Kimura’s disease (KD) is a rare chronic inflammatory disorder with angiolymphatic proliferation [1], seen more commonly in Asian people [2] and most people aged between 20 and 40 years old [3]. Males are affected more commonly than females, with a ratio of 3.5–7:1 [4]. Typically, it presents as a subacute painless mass in the head and neck region, accompanied by regional lymphadenopathy [5]. It may be associated with eosinophilia and elevated serum immunoglobulin E levels [1]. The diagnosis depends on the mass biopsy or excision for histopathological and immunohistochemistry evaluation [3].

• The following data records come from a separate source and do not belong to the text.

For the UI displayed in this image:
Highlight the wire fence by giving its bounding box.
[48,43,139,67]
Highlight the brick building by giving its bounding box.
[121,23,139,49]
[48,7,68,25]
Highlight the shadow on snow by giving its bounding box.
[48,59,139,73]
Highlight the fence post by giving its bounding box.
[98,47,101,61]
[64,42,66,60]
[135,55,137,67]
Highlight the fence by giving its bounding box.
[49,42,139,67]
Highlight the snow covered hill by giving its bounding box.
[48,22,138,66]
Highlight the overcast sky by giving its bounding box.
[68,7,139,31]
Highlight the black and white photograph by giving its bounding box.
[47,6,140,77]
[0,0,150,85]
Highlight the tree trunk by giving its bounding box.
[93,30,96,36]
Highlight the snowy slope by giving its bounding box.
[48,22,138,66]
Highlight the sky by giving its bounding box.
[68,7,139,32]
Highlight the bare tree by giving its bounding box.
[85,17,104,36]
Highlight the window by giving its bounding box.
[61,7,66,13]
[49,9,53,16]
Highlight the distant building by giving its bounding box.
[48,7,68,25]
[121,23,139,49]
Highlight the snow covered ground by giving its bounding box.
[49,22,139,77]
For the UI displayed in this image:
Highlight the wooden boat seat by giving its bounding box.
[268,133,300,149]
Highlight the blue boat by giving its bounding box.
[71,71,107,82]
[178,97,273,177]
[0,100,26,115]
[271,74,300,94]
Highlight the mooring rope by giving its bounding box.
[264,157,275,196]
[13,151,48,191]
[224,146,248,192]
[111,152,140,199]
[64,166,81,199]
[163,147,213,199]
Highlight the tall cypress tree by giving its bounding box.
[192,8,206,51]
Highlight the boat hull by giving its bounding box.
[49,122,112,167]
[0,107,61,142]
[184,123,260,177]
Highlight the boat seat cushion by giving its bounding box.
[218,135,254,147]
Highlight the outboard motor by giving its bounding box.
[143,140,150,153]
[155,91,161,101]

There are different modalities for treatment, including surgical resection, radiotherapy, immunotherapy, and oral corticosteroids, but the best choice is still controversial [6, 7]. However, one case was reported with spontaneous resolution [4]. The prognosis is good, and the incidence of associated renal disease is between 10% and 60% [8], but less than 10% develop nephrotic syndrome (NS) and more complicated courses [6].

2. Case Presentation

A 28-year-old male patient, a heavy smoker with a body mass index of 24.8, with a history of hepatitis A 3 months before admission, and asthma since the age of 19, was admitted with one week of colicky periumbilical pain radiating to the lower abdomen and upper thighs. The pain gradually increased in intensity and was associated with distension, general fatigue, a fever of 39.1°C, anorexia, and unintentional weight loss (around 10 kg in one month). Also, he reported shortness of breath, lower limb swelling, and upper back and bilateral hand numbness that progressed to severe pain. There were no reports of trauma, heartburn, vomiting, diarrhoea, flatulence, melena, or haematochezia.

The patient was admitted to the intensive care unit at the age of 19 with exertional dyspnoea, orthopnoea, and lower limb oedema, according to his medical history. A diagnosis of pneumonia with atelectasis and delirium was made. He also had a history of diffuse nasal polyposis, grade 4, as well as an allergy to nonsteroidal anti-inflammatory drugs (NSAIDs) and penicillin. Additionally, at the age of 2, he underwent adenoidectomy and tonsillectomy procedures.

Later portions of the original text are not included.